Since the node seems able to recover the used space calculation once the file system inconsistencies are fixed, does this mean the node was stuck trying to read the size of a bad file and wouldn’t continue reading the rest of the pieces? I haven’t had any failed audits (yet). I feel like this is something the node should be able to recover from on it’s own by rebuilding the used space db automatically. Although I will admit that I have only a loose understanding of what goes on behind the scenes.

Thanks again for your help! If you feel this needs further investigation, I would be happy to help with what I can. Also, thanks @Alexey for splitting this off into it’s own thread. I should have done so in the first place.

(edit: cleaned up fsck output)

Egon · February 6, 2020, 2:46pm

At some point we introduced a bug that caused the storage node not to iterate over all the pieces on disk, which mean’t the issue went unnoticed. It failed to read the pieces hence the blob calculation exited early, giving the false number of how much data was actually available. We’ll have two fixes at least to ensure that we get as good result as possible.
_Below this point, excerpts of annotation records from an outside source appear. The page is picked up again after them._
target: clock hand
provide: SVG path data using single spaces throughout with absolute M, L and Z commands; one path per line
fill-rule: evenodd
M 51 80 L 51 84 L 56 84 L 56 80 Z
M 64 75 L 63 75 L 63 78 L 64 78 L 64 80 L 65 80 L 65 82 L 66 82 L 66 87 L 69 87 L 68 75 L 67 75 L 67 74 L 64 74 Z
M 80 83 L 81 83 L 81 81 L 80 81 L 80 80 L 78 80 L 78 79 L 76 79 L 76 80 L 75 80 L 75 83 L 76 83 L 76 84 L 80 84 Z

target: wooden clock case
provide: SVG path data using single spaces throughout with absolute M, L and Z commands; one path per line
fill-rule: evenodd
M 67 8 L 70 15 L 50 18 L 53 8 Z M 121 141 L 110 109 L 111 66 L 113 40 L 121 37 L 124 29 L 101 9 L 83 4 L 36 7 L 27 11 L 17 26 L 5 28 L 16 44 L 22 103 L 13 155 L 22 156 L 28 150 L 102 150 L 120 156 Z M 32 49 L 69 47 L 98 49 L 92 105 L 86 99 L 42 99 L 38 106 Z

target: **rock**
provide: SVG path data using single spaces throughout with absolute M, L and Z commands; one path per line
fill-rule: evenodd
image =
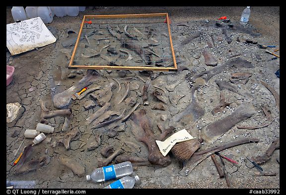
M 69 74 L 69 75 L 68 75 L 68 78 L 74 78 L 75 77 L 75 76 L 76 76 L 76 74 L 75 74 L 73 73 L 71 73 L 70 74 Z
M 162 115 L 161 117 L 160 117 L 160 119 L 161 119 L 162 121 L 165 121 L 168 119 L 168 117 L 167 117 L 167 115 Z
M 234 84 L 245 84 L 248 81 L 249 77 L 252 75 L 250 72 L 235 72 L 231 74 L 231 76 L 229 78 L 230 82 Z
M 128 97 L 125 100 L 125 103 L 127 106 L 133 107 L 137 102 L 137 100 L 134 97 Z
M 202 52 L 202 54 L 205 58 L 205 63 L 207 65 L 215 66 L 217 65 L 217 62 L 216 62 L 211 52 L 204 50 Z
M 24 111 L 22 106 L 18 102 L 6 104 L 6 122 L 11 123 L 18 116 L 20 117 Z
M 118 52 L 116 51 L 115 48 L 108 48 L 108 49 L 107 49 L 107 52 L 109 52 L 112 55 L 118 54 Z
M 100 135 L 96 135 L 94 136 L 94 140 L 92 140 L 87 145 L 87 150 L 88 151 L 93 150 L 100 145 L 101 140 Z
M 200 63 L 199 62 L 199 61 L 198 61 L 196 60 L 195 60 L 194 61 L 193 61 L 193 63 L 192 63 L 192 64 L 194 65 L 198 65 Z
M 118 75 L 121 78 L 124 78 L 126 76 L 127 72 L 126 70 L 119 70 L 118 71 Z
M 76 74 L 82 74 L 83 73 L 83 70 L 76 70 Z
M 84 167 L 73 160 L 61 155 L 60 156 L 60 162 L 71 169 L 72 171 L 78 177 L 81 177 L 84 175 Z
M 13 133 L 12 133 L 12 134 L 11 135 L 11 136 L 12 137 L 16 137 L 17 136 L 19 135 L 19 134 L 20 134 L 20 132 L 19 132 L 19 131 L 18 130 L 15 130 L 14 131 L 14 132 L 13 132 Z
M 52 148 L 54 148 L 58 145 L 58 142 L 56 141 L 54 141 L 52 144 L 51 144 L 51 146 Z
M 95 103 L 93 100 L 90 100 L 87 101 L 83 105 L 83 108 L 85 110 L 90 109 L 91 108 L 94 108 L 95 107 Z
M 108 136 L 110 137 L 114 137 L 115 135 L 116 135 L 117 134 L 117 131 L 116 131 L 116 130 L 110 130 L 109 131 L 108 131 Z
M 261 60 L 262 59 L 262 58 L 261 58 L 261 56 L 259 54 L 256 54 L 255 56 L 256 57 L 256 58 L 258 60 Z
M 156 104 L 153 106 L 151 108 L 152 110 L 166 110 L 166 108 L 165 106 L 161 103 Z

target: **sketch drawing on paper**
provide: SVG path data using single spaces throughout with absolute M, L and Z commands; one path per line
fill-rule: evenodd
M 39 17 L 7 24 L 6 30 L 6 46 L 12 55 L 50 44 L 56 40 Z

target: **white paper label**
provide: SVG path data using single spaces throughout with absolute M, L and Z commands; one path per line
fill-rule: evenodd
M 196 137 L 193 137 L 191 135 L 187 130 L 183 129 L 173 134 L 164 141 L 156 140 L 156 143 L 159 147 L 160 152 L 163 156 L 166 156 L 176 143 L 188 141 L 195 138 Z

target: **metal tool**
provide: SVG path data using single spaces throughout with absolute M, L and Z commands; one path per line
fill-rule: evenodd
M 270 60 L 268 60 L 267 61 L 271 61 L 273 60 L 276 60 L 277 58 L 278 58 L 277 57 L 272 58 L 272 59 L 271 59 Z
M 262 167 L 261 167 L 261 166 L 260 166 L 259 165 L 258 165 L 254 161 L 252 161 L 251 160 L 250 160 L 250 159 L 249 159 L 247 157 L 246 157 L 246 158 L 247 158 L 248 159 L 248 160 L 250 162 L 251 162 L 251 163 L 252 163 L 253 164 L 253 165 L 254 165 L 255 167 L 257 167 L 258 169 L 259 169 L 261 171 L 263 171 L 263 169 L 262 169 Z
M 81 93 L 82 93 L 83 91 L 85 91 L 87 89 L 87 87 L 84 87 L 83 89 L 81 89 L 81 91 L 79 91 L 79 92 L 77 92 L 77 93 L 74 94 L 73 95 L 72 95 L 72 99 L 73 100 L 75 100 L 76 98 L 77 98 L 78 97 L 79 97 L 79 96 L 80 95 Z

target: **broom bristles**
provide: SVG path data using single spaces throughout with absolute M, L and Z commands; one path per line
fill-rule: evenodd
M 198 144 L 197 141 L 198 140 L 194 139 L 177 143 L 173 146 L 171 151 L 176 158 L 181 161 L 189 160 L 200 146 L 200 144 L 199 146 L 196 146 L 196 144 Z M 199 141 L 201 143 L 202 140 L 199 139 Z

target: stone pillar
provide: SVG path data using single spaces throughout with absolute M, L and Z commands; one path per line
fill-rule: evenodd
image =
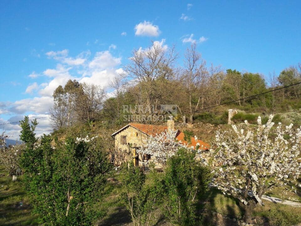
M 167 121 L 167 129 L 168 130 L 174 131 L 175 121 L 173 121 L 172 116 L 168 116 L 169 119 Z
M 232 124 L 232 120 L 231 120 L 231 119 L 234 115 L 233 112 L 233 109 L 229 109 L 228 110 L 228 124 Z

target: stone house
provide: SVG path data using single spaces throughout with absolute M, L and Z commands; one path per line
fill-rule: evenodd
M 146 147 L 146 141 L 150 137 L 153 137 L 166 130 L 175 130 L 175 122 L 172 118 L 168 120 L 166 126 L 130 123 L 112 135 L 115 138 L 115 151 L 112 154 L 111 162 L 116 166 L 120 166 L 123 162 L 133 159 L 134 165 L 142 166 L 145 160 L 151 160 L 149 155 L 137 154 L 137 150 Z M 191 143 L 188 144 L 184 140 L 183 132 L 177 130 L 176 139 L 188 146 L 195 147 L 199 143 L 203 145 L 204 150 L 209 145 L 199 140 L 196 141 L 191 137 Z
However, I have no good guesses why the disk ended up in that state. Also, when there’s a disk corruption, there it isn’t something we can easily fix. The easiest thing we can add is to log “I’m unable to read the disk, please verify the disk is not corrupt.”. It’s not quite clear what the action should be since, if it goes unnoticed, the node could end up failing audits or the state of the disk could worsen… then again stopping the node altogether wouldn’t also be great. Trying to automatically repair the disk could make the disk worse as well.

baker · February 6, 2020, 3:50pm

I agree that the filesystem corruption is likely something to do with my setup. I will check my power supplies, perhaps there is a problem there. The surface test didn’t find any bad blocks, so at this point I am not suspecting the disk itself. It took me 10 hours to do the fs check, so I definitely don’t want a repeat of that once we hit production. Granted most of that time was the surface test, so if I only checked the filesystem, it would have had less of an impact.

The timing of the issue is something I can’t square away completely. In a case like this, is it the storage_usage db file that has become corrupt? Was it just dumb luck that the corruption hit a non-critical db?

Health of the overall system should definitely the responsibility of the SNO. Trying to have the node software intervene would for sure cause more problems. I think the node should be prevented from running in this state, similar to with the other database pre-flight checks. I don’t think the node should be happy to just start counting space over again when it knows there is a bad storage_usage db sitting there.

In my case it didn’t matter since I had plenty of free space, but if I didn’t notice the problem the node could have filled the drive to 100%. This becomes possible because when the node detects less space then allocated, it allocates 100% of the available free space. Maybe this auto-allocation should only ask for 90% of the free space available as a default.

My apologies if I have confused the way any of these processes/files relate to each other. Thanks again for your time.

Egon · February 7, 2020, 9:05am

In a case like this, is it the storage_usage db file that has become corrupt? Was it just dumb luck that the corruption hit a non-critical db?

In this case the pieces themselves were corrupt. It ended up having a side-effect on other calculations, which ended as erroneous values in storage_usage.db. storage_usage.db itself is mostly a cache to understand how much each satellite is storing on the disk.

It did however hit a critical database - the pieces. However, due to the decentralized nature of downloads and frequency of downloads of different pieces, it never ended up being read… or the storagenode responded with an error that it wasn’t able to read it.

Maybe this auto-allocation should only ask for 90% of the free space available as a default.

We’ll add a configuration flag that allows to say “never accept uploads when there is less than N GB available on the disk”.